Npm Inc is behaving like a private company here. That's okay and they've done so in the past and repeatedly made it clear that they are a private company and offer the npm public registry as a free service and the npm client as an open source project.
However what is not okay is that npm Inc wishes to maintain an exclusive monopoly and special status within the node ecosystem by being an upstream dependency for the node project (the npm project existed before the formation of npm Inc as a private company and the npm registry was only transferred to npm Inc after it had already become the blessed module registry for node).
Right now node itself is under the control of the Node Foundation but npm (both the client and the registry) is under the control of npm Inc. The npm client and registry hold a special status within the node project by being shipped alongside node (which has previously resulted in licensing problems when npm Inc made changes to their license without notifying the node project) and being treated as "the" node module registry.
This means a non-trivial part of the node ecosystem -- as advertised and spread by the node project -- is under sole control of a private company.

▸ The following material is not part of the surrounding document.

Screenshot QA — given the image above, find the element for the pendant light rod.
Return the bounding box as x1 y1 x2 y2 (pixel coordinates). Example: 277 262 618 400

Further, npm employees are members of the Node Foundation and influencing it as such -- including Ashley Williams who was elected as a representative for the Node Foundation members despite an obvious conflict of interest (consciously or not) due to her prominent role at npm Inc.
It's a clusterfuck and I only see two options:
1. npm Inc continues to maintain the registry and client but stops interfering with attempts to replace npm as the authoritative module registry for the node project (leading to the eventual replacement of the registry and client by something under the control of the Node Foundation).
2. npm Inc defers arbitration and governance of the public npm registry to a Node Foundation committee (which they may join through the normal ways but hold no special status in), effectively giving control over policies to the Node Foundation (formalizing their special status without giving them as much power over the node project as they currently have).
Some interesting things to note:
NPM claims intellectual property issues had nothing to do with their dispute resolution.
NPM disregarded Azer's unpublish request by restoring `left-pad@0.0.3` from a backup of Azer's original publishing, not by repackaging the liberally licensed source.
NPM claims the full dispute resolution policy is still in place, yet many of the packages that have been taken over currently have no usable code and/or are being 'squatted' in direct contradiction of that policy.